Meaning "non-violence" or "non-harming," ahimsa it is a way of being that eliminates harmful actions, words and thoughts.
The yamas are outlined in a very intentional order; when you master one, the next one typically comes much easier.
Therefore, ahimsa is the perfect yama to start with and will be the focus of this article.
The Five Yamas
The first two limbs discussed in The Yoga Sutras are yama and niyama. The yama and niyama are behavioral observances and codes for ethical behavior necessary to lead a spiritual life.
All of these virtues enrich our lives and can easily be applied to our yoga practice. Cultivating these qualities shows us how to stay grounded.
They illuminate the discipline necessary to walk the road of yoga.
We need to practice a certain amount of control over ourselves. If we’re not able to do this, we will feel as if we are always putting out fires and cleaning up the messes we’ve made in our lives.
Applying the First Yama (Ahimsa)
Ahimsa is a form of compassion, friendliness and kindness for all living beings. Some people include animals in this perspective and refrain from eating meat or using any animal byproducts. This is one of the reasons why so many yogis are vegetarians or vegans.
Ahimsa needs to take place in every situation that occurs in our lives if we are to walk the spiritual path. Ahimsa can be as simple as refraining from gossip because talking harmfully about someone else is considered to be himsa (harming) in action.
We would also not want to support someone else’s harmful behavior. This is seen as himsa, too. Even looking at a beggar on the street with disgust goes against the practice of non-harming.
Really, any thought, word or action that acts as an obstacle to freedom for ourselves or another is considered harmful in nature.
This total sense of non-violence and non-harming brings about love, positivity and goodness – all qualities that we want to develop as yogis and spiritual aspirants.
We all need to work to cultivate ahimsa toward ourselves. Refraining from violence toward ourselves may be one of the greatest challenges of being human.
Negative self-talk and self-sabotage are constantly acting as obstacles on the path to self-realization. If you were to record the negative voices in most people’s heads on any given day, you’d understand better just how difficult self-acceptance is.
So many of our thoughts are unconscious and deeply ingrained – like the grooves in a record.
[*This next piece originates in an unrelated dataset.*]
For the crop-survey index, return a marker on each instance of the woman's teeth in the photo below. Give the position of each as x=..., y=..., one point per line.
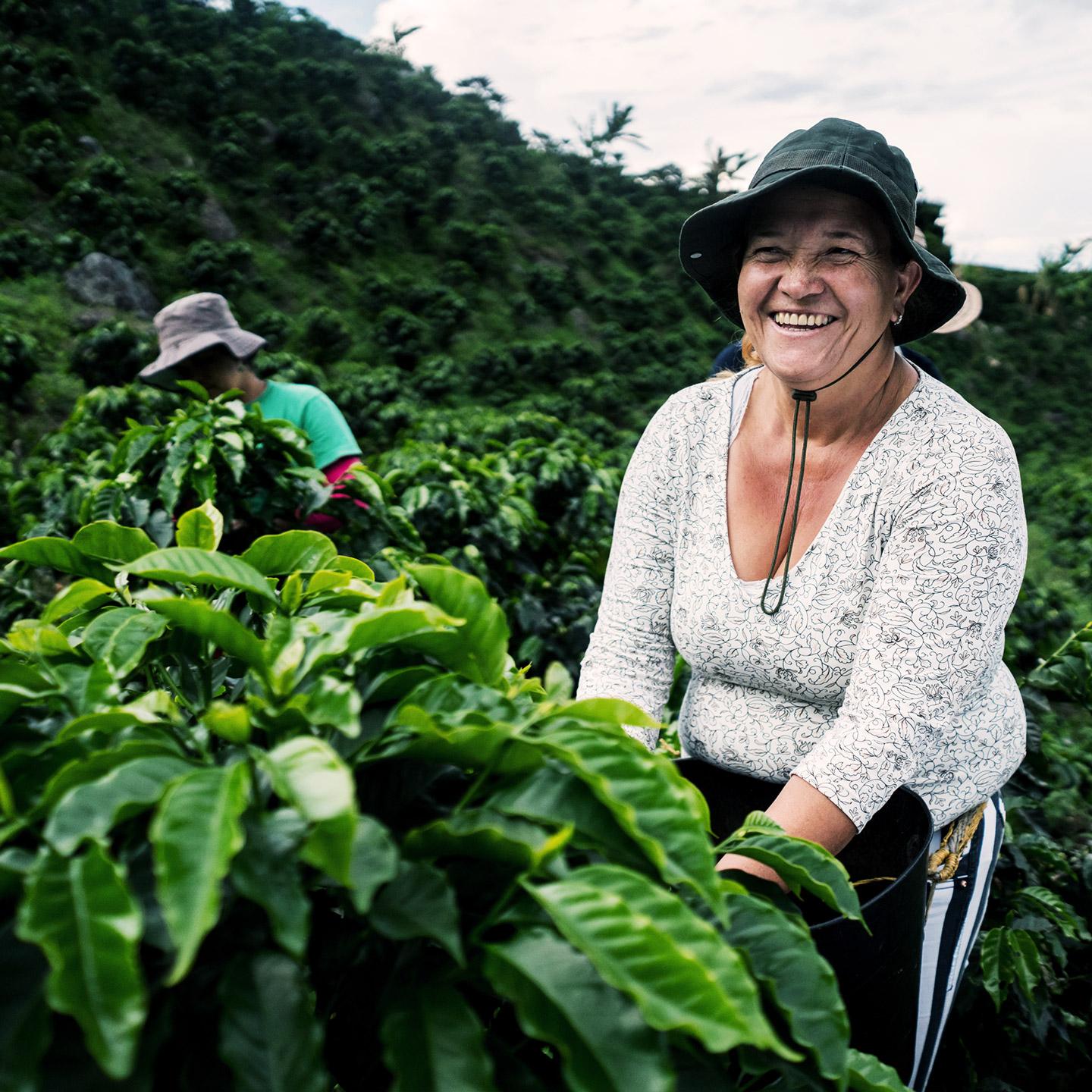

The beauty of yoga and meditation is that they help us to stop the needle on the record from making new grooves or making those grooves deeper.
Within our practice we learn self-love and self-care practices in order to cultivate ahimsa toward ourselves.
To Your Yoga Practice
When we apply ahimsa to our yoga practice, the same holds true. Sometimes we can approach our yoga and meditation practices with a kind of aggressive striving (sthira) or competitive energy.
Sometimes the intention beneath the path of self-improvement is far from being one of self-love. It can often have a jagged edge to it, feeling like we are beating ourselves up, instead of accepting ourselves as we are.
Nature Versus Ahimsa
Another way of looking at ahimsa is to understand our animal nature and then rise above it.
By nature, animals are violent; they take from others in order to survive. But we humans can rise above this though our ethics and code of conduct because we’ve been given all the faculties to do so.